Think of it as putting an intelligent layer between your demand metrics and your server fleet. I live for utilization, just like you live for your product. Hire an operations nerd who does and your company will be much better off for it; based on description it sounds like you or the other engineers are already involved in operations anyway, so you probably won't need two. Hire one and let them tell you.

1 comments

So you're saying that we have to rely on a magic wizard to guess our future capacity?

Whatever. We'll just redo the collo vs GCE comparison accounting for the wizard fee and a margin of error on his future guess:

- Should be at least $200k/year (USA) or £100k/year (UK) for that kind of skill. How many of such wizard do we need? This price is only for one.

- Add 100% on the expected hardware costs. Because hardware is cheap, what is expensive is buying the wrong hardware and having to buy it again.

Would you denigrate a software engineer by saying you had to rely on them as a magic wizard for their knowledge the same way you're referring to someone with ops/capacity planning experience?

Experience and knowledge isn't wizardry or magic, but as a business owner you're free to burn up your cash on pride if that's what you'd like to do. Not every problem's solution is a google search or API call away.

I am a SRE, I've done software engineering for years, and I do ops and lots of capacity planning at the moment. I have no intention to denigrate anyone.

The word you should have focused on was 'magic'. In the same way that magic does not exist, it is not possible to plan future capacity with accuracy. It can even get worse if the system is of limited size because the time spent on analysing and planning can quickly cover the savings.

The only way to have good predictions is to already have the systems running in production [for months], with a [mostly] static user base, running applications that don't evolve, and never add any additional service. Given these circumstances, we could have good metrics on current usage and make good prediction on the future... except that to be at this point the hardware has had to be bought already.

> In the same way that magic does not exist, it is not possible to plan future capacity with accuracy.

I...what?
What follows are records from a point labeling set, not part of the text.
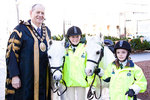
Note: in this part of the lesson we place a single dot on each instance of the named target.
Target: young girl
(74, 66)
(125, 77)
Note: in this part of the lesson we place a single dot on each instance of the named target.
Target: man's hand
(16, 83)
(130, 93)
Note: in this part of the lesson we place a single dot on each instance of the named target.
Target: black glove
(130, 93)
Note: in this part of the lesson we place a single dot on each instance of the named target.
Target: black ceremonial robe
(25, 59)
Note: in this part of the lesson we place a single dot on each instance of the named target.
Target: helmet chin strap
(125, 58)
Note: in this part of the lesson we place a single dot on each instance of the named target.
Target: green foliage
(136, 44)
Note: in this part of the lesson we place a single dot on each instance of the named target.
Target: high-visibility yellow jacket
(121, 80)
(74, 67)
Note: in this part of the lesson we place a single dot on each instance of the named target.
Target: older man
(26, 59)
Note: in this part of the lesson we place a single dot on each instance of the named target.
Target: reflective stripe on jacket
(122, 79)
(74, 67)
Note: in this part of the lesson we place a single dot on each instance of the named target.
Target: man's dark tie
(74, 49)
(121, 66)
(39, 31)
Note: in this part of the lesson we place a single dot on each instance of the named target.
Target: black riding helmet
(123, 45)
(74, 30)
(110, 44)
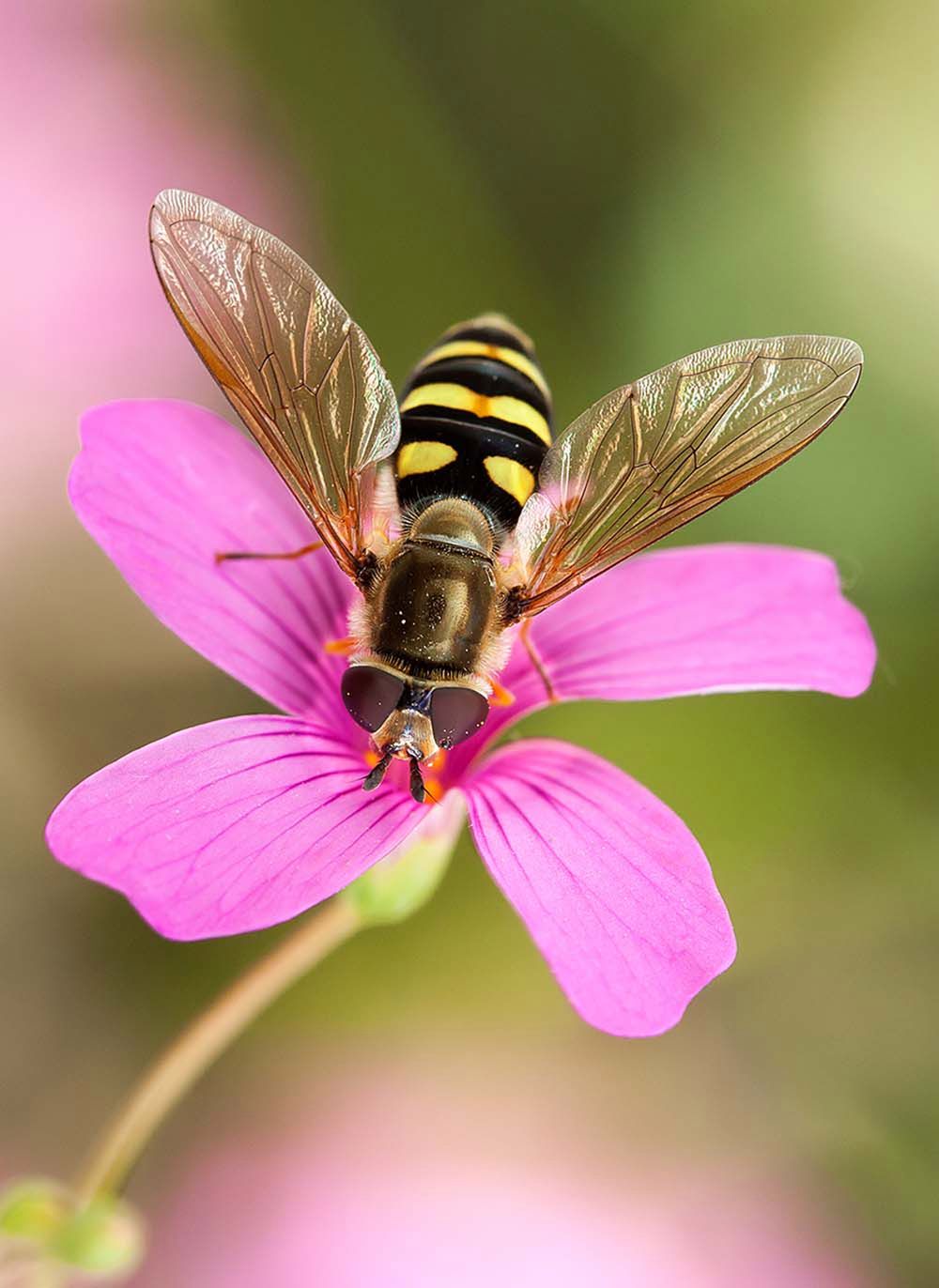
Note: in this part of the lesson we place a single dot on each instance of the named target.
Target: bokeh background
(630, 180)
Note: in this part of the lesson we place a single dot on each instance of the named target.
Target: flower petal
(162, 485)
(613, 887)
(229, 826)
(702, 620)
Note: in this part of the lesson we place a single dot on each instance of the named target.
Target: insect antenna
(375, 775)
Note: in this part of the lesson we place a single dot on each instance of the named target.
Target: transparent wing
(297, 369)
(655, 453)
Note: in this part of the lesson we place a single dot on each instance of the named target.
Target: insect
(456, 512)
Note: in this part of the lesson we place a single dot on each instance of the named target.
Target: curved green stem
(204, 1039)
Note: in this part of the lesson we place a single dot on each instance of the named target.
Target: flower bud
(405, 879)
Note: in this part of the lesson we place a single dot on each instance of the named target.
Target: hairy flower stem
(204, 1041)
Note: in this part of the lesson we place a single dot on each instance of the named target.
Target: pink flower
(246, 822)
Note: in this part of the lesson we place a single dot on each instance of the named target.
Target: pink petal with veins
(705, 620)
(162, 485)
(231, 826)
(612, 886)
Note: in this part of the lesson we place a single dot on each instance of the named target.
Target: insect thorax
(436, 606)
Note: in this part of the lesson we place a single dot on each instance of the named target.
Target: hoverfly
(454, 512)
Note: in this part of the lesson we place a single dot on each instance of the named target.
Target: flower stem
(204, 1039)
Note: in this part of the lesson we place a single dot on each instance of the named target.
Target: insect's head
(409, 719)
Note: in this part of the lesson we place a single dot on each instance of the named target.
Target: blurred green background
(630, 182)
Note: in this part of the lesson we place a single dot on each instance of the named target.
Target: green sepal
(102, 1238)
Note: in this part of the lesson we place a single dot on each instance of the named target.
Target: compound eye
(371, 695)
(456, 713)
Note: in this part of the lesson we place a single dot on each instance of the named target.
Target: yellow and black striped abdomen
(475, 422)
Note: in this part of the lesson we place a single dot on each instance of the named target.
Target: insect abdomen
(475, 420)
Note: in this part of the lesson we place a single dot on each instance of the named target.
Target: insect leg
(524, 636)
(252, 554)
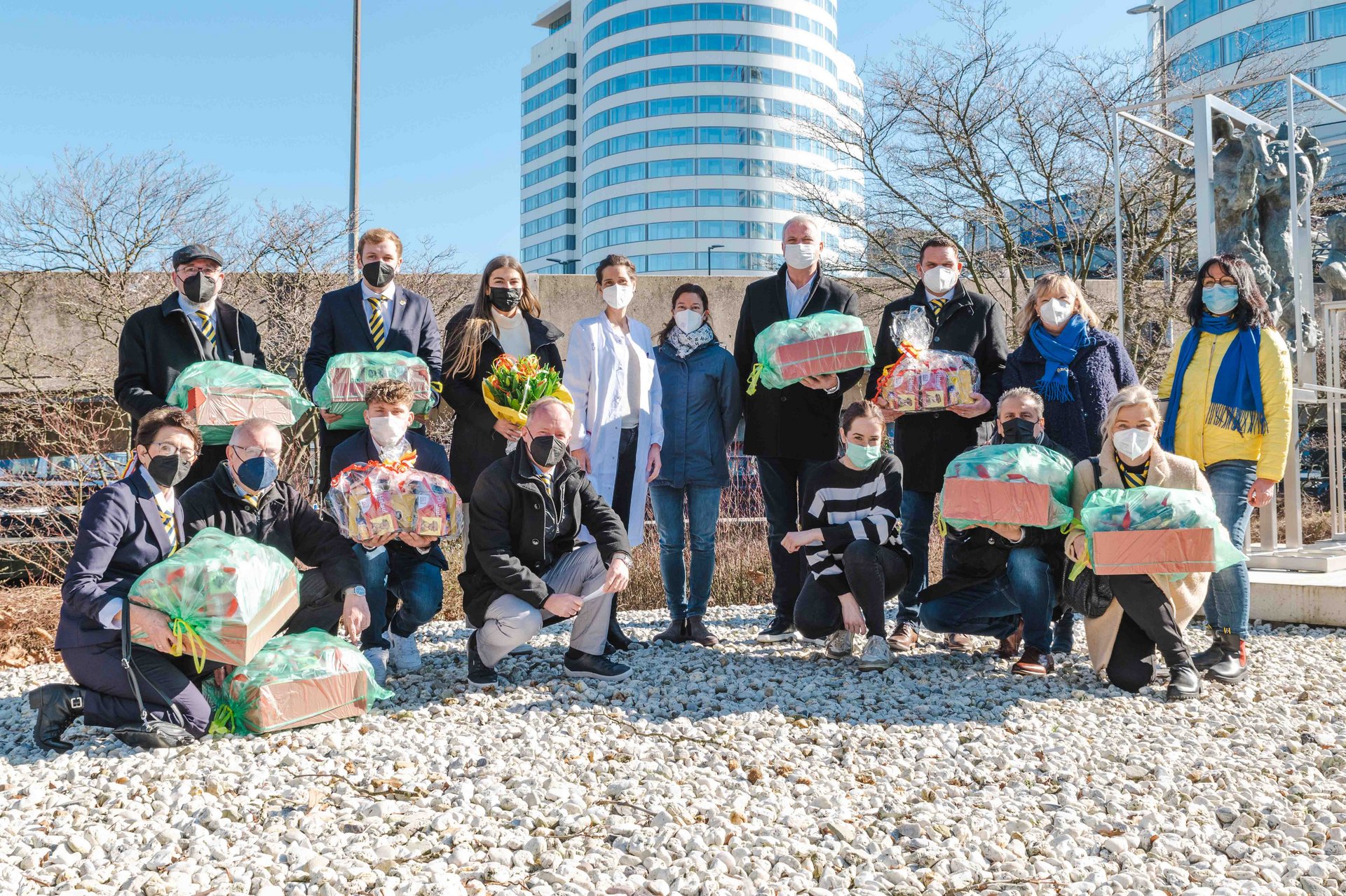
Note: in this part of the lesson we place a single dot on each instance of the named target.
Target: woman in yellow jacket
(1229, 404)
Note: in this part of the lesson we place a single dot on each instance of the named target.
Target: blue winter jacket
(702, 409)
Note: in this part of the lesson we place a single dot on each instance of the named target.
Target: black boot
(698, 631)
(57, 705)
(1233, 661)
(1183, 682)
(674, 634)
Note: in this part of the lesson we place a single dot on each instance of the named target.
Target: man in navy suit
(397, 565)
(372, 315)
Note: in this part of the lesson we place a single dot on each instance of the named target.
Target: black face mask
(168, 470)
(198, 288)
(377, 273)
(1019, 432)
(505, 298)
(547, 451)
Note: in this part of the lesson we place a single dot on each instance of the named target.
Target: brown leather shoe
(1034, 663)
(1010, 646)
(961, 644)
(904, 638)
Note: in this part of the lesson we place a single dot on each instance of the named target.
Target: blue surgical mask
(863, 456)
(1220, 300)
(257, 474)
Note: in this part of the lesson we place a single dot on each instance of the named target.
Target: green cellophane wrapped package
(1155, 531)
(1019, 484)
(221, 395)
(297, 680)
(813, 346)
(224, 595)
(342, 388)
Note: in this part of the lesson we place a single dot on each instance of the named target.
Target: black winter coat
(159, 342)
(475, 444)
(926, 442)
(797, 421)
(509, 545)
(283, 521)
(975, 555)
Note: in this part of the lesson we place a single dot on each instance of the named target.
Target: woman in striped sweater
(851, 540)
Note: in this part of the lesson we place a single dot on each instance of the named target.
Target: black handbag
(1087, 594)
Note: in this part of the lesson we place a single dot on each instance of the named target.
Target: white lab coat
(595, 376)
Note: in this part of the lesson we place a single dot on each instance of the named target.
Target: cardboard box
(825, 355)
(1157, 550)
(291, 704)
(1026, 503)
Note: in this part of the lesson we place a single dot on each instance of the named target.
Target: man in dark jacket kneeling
(1002, 581)
(522, 568)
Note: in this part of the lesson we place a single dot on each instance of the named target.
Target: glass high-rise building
(658, 130)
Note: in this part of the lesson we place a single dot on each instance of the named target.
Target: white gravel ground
(740, 770)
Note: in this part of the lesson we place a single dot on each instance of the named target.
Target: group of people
(552, 509)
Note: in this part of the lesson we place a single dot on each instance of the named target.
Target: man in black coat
(791, 430)
(245, 498)
(926, 442)
(372, 315)
(191, 325)
(1002, 581)
(524, 569)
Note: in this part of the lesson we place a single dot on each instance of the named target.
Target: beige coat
(1188, 595)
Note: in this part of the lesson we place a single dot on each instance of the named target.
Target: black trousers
(109, 702)
(782, 487)
(874, 573)
(1147, 622)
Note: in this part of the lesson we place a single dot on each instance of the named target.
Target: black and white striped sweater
(848, 505)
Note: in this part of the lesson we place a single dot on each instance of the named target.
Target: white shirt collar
(162, 498)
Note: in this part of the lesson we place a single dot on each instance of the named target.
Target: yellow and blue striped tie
(208, 329)
(170, 527)
(376, 322)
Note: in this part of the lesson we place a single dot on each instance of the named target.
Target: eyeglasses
(165, 448)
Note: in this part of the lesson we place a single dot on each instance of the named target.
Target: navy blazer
(120, 537)
(430, 458)
(341, 327)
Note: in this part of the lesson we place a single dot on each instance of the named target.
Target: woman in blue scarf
(1077, 367)
(1228, 391)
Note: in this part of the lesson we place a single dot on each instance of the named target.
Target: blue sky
(261, 90)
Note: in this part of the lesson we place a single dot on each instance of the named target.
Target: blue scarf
(1236, 398)
(1059, 351)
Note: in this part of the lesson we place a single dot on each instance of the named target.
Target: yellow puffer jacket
(1208, 444)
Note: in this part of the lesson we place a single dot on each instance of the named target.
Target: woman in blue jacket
(702, 408)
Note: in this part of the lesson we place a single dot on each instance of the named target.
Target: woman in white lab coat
(611, 374)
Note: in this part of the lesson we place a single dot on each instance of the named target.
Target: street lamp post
(708, 250)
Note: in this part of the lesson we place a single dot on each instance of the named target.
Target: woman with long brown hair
(504, 319)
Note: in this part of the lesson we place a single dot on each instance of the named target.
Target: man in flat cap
(191, 325)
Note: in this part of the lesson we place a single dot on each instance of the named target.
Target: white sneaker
(841, 645)
(403, 656)
(377, 658)
(876, 656)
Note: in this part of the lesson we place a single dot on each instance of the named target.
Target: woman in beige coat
(1147, 611)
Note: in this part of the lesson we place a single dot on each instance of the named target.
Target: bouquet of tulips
(516, 383)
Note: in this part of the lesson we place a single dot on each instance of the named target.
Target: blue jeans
(703, 513)
(397, 575)
(1227, 597)
(917, 518)
(987, 609)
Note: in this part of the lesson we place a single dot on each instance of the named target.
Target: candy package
(1024, 484)
(924, 379)
(221, 395)
(342, 388)
(224, 595)
(813, 346)
(376, 499)
(1160, 531)
(297, 680)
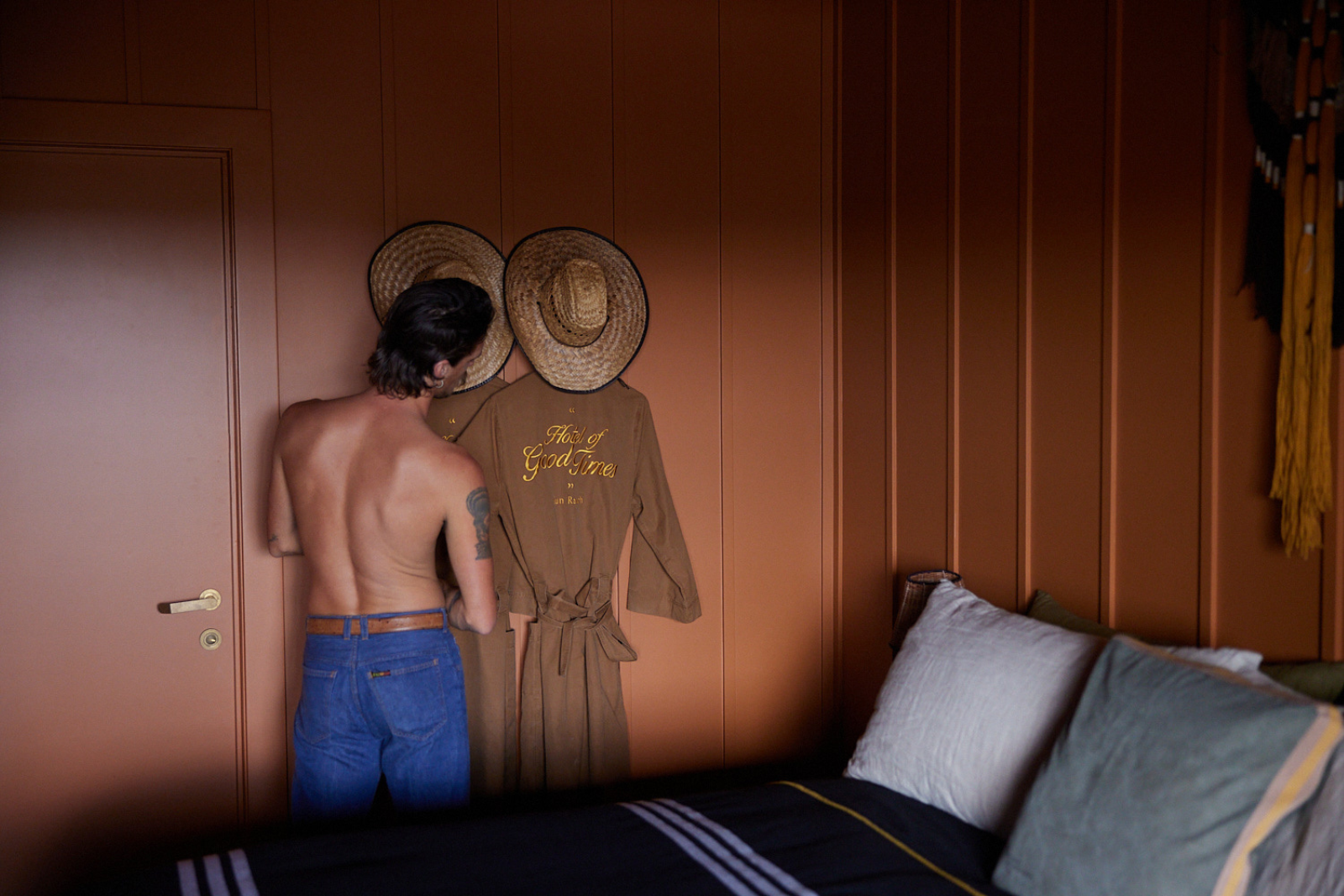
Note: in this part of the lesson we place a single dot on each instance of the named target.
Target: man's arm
(468, 535)
(281, 523)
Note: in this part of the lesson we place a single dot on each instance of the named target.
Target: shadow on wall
(158, 820)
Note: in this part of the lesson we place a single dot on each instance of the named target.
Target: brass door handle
(208, 600)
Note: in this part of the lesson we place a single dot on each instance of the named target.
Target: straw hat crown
(438, 250)
(577, 307)
(575, 302)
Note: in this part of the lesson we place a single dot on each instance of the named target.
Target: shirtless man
(363, 488)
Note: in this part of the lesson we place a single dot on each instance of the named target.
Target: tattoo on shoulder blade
(479, 506)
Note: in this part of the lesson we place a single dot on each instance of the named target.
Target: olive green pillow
(1046, 609)
(1321, 681)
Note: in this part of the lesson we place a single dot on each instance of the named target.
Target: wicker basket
(918, 587)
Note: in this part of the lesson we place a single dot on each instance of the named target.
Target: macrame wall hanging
(1294, 241)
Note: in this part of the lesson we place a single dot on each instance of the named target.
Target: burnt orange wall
(1084, 402)
(701, 136)
(932, 284)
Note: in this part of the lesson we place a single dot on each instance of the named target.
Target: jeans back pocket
(313, 718)
(412, 698)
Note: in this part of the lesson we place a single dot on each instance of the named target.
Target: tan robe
(488, 661)
(566, 474)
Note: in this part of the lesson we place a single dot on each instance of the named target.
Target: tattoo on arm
(479, 506)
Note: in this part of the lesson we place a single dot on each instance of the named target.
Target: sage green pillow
(1321, 681)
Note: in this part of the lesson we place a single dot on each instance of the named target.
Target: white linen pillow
(971, 707)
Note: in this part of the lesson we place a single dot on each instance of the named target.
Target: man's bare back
(362, 486)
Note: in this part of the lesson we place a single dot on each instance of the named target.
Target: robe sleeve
(662, 582)
(512, 584)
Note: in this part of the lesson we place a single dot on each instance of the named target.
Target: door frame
(242, 141)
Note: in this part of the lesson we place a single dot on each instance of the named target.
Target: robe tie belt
(591, 610)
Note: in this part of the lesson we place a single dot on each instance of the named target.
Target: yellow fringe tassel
(1303, 479)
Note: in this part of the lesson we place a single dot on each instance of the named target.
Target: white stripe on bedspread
(188, 880)
(719, 851)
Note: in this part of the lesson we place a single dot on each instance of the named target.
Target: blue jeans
(385, 705)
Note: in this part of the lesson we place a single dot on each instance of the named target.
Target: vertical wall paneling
(1332, 593)
(195, 54)
(387, 83)
(447, 114)
(1110, 291)
(772, 244)
(956, 9)
(131, 31)
(920, 215)
(667, 217)
(987, 304)
(329, 201)
(862, 363)
(727, 406)
(1063, 206)
(64, 50)
(827, 325)
(261, 29)
(1026, 284)
(561, 127)
(1158, 338)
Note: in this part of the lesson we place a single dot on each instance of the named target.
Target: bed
(831, 836)
(1005, 755)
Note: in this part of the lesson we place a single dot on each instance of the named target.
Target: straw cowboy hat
(577, 305)
(433, 250)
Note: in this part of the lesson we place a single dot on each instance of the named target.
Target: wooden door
(132, 446)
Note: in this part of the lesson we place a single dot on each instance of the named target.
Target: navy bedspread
(833, 836)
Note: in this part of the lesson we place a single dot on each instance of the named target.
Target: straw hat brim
(586, 369)
(420, 248)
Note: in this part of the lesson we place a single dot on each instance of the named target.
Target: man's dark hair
(429, 322)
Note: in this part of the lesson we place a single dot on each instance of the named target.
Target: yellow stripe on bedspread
(900, 846)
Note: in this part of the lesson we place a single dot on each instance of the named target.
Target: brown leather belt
(381, 625)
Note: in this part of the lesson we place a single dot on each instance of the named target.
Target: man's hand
(454, 606)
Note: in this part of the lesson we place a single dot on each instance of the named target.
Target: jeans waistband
(362, 626)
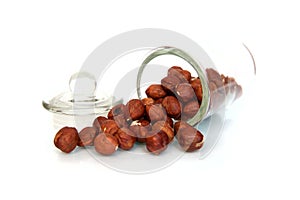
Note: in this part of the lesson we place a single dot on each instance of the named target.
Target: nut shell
(105, 144)
(87, 136)
(66, 139)
(125, 138)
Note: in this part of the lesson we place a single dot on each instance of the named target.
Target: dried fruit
(196, 85)
(166, 128)
(189, 138)
(66, 139)
(157, 143)
(156, 91)
(190, 109)
(125, 138)
(156, 112)
(172, 106)
(185, 92)
(97, 123)
(136, 109)
(87, 136)
(109, 126)
(106, 144)
(148, 101)
(170, 82)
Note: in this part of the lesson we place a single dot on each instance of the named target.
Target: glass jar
(218, 90)
(117, 84)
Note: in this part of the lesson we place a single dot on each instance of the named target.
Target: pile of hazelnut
(155, 120)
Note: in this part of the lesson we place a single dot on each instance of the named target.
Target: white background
(43, 43)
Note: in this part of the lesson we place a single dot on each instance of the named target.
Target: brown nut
(190, 109)
(157, 143)
(121, 121)
(166, 128)
(158, 101)
(140, 132)
(180, 124)
(169, 120)
(196, 85)
(136, 109)
(189, 138)
(87, 136)
(109, 126)
(148, 101)
(156, 112)
(185, 92)
(97, 123)
(119, 109)
(214, 76)
(66, 139)
(169, 83)
(172, 106)
(125, 138)
(183, 75)
(155, 91)
(106, 144)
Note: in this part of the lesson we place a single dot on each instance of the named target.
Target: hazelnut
(87, 136)
(140, 132)
(119, 109)
(121, 121)
(156, 112)
(156, 91)
(141, 129)
(97, 123)
(148, 101)
(136, 109)
(214, 76)
(169, 120)
(189, 138)
(183, 75)
(158, 101)
(66, 139)
(172, 106)
(125, 138)
(144, 122)
(109, 126)
(185, 92)
(157, 143)
(170, 82)
(196, 85)
(106, 144)
(190, 109)
(166, 128)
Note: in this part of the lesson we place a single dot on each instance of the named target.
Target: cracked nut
(136, 109)
(185, 92)
(189, 138)
(125, 138)
(156, 91)
(109, 126)
(172, 106)
(66, 139)
(157, 143)
(87, 136)
(196, 85)
(106, 144)
(156, 113)
(183, 75)
(166, 128)
(97, 123)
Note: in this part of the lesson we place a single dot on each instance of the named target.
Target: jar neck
(204, 107)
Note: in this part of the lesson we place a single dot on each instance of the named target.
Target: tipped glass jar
(212, 90)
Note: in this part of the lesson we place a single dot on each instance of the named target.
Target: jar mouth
(166, 50)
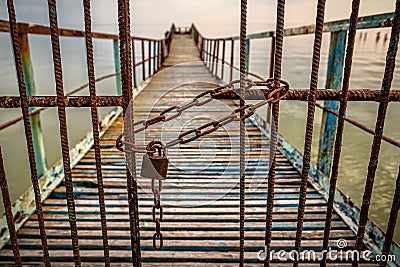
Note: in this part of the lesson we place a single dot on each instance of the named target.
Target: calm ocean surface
(368, 68)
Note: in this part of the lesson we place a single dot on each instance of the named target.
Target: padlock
(155, 166)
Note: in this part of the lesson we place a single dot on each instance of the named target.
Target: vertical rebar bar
(243, 58)
(95, 127)
(319, 23)
(280, 21)
(216, 60)
(340, 126)
(143, 62)
(380, 122)
(213, 56)
(149, 55)
(27, 128)
(8, 211)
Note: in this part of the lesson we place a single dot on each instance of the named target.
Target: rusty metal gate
(274, 90)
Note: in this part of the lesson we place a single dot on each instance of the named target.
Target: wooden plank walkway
(200, 197)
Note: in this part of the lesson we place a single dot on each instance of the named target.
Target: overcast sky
(204, 13)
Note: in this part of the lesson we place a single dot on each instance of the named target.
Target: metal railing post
(143, 62)
(133, 64)
(333, 81)
(271, 74)
(223, 60)
(216, 59)
(37, 135)
(149, 55)
(117, 64)
(154, 56)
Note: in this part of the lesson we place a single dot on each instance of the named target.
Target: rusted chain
(8, 211)
(126, 75)
(394, 211)
(38, 110)
(95, 127)
(340, 126)
(239, 114)
(28, 130)
(319, 23)
(62, 116)
(380, 122)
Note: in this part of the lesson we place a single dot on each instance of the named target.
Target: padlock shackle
(156, 145)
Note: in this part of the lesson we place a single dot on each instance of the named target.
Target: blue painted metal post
(333, 81)
(37, 134)
(247, 54)
(117, 64)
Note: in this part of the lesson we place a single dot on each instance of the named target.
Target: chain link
(157, 237)
(280, 90)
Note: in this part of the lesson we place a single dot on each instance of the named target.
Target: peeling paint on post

Capacity Planning for Unpredictable Growth is literally SRE 103. It's hard and will have a margin of error, yes, but it's not bloody magic. The "magic" is in identifying and collecting the correct metrics that somewhat model the abstracted utilizations of the property, because almost everyone picks the wrong ones; this is situational so there is no blanket advice to offer except that load average is almost certainly wrong, as well as consulting only one metric. If you're working capacity from five or six key application metrics you're probably on the right path.

SRE is, quite specifically, application operations engineering. If you can't model your application's growth I'd be more inclined to call you an SA. (There's absolutely nothing wrong with that, to be clear, even speaking as an SRE. And I am aware several valley companies are diluting the term.)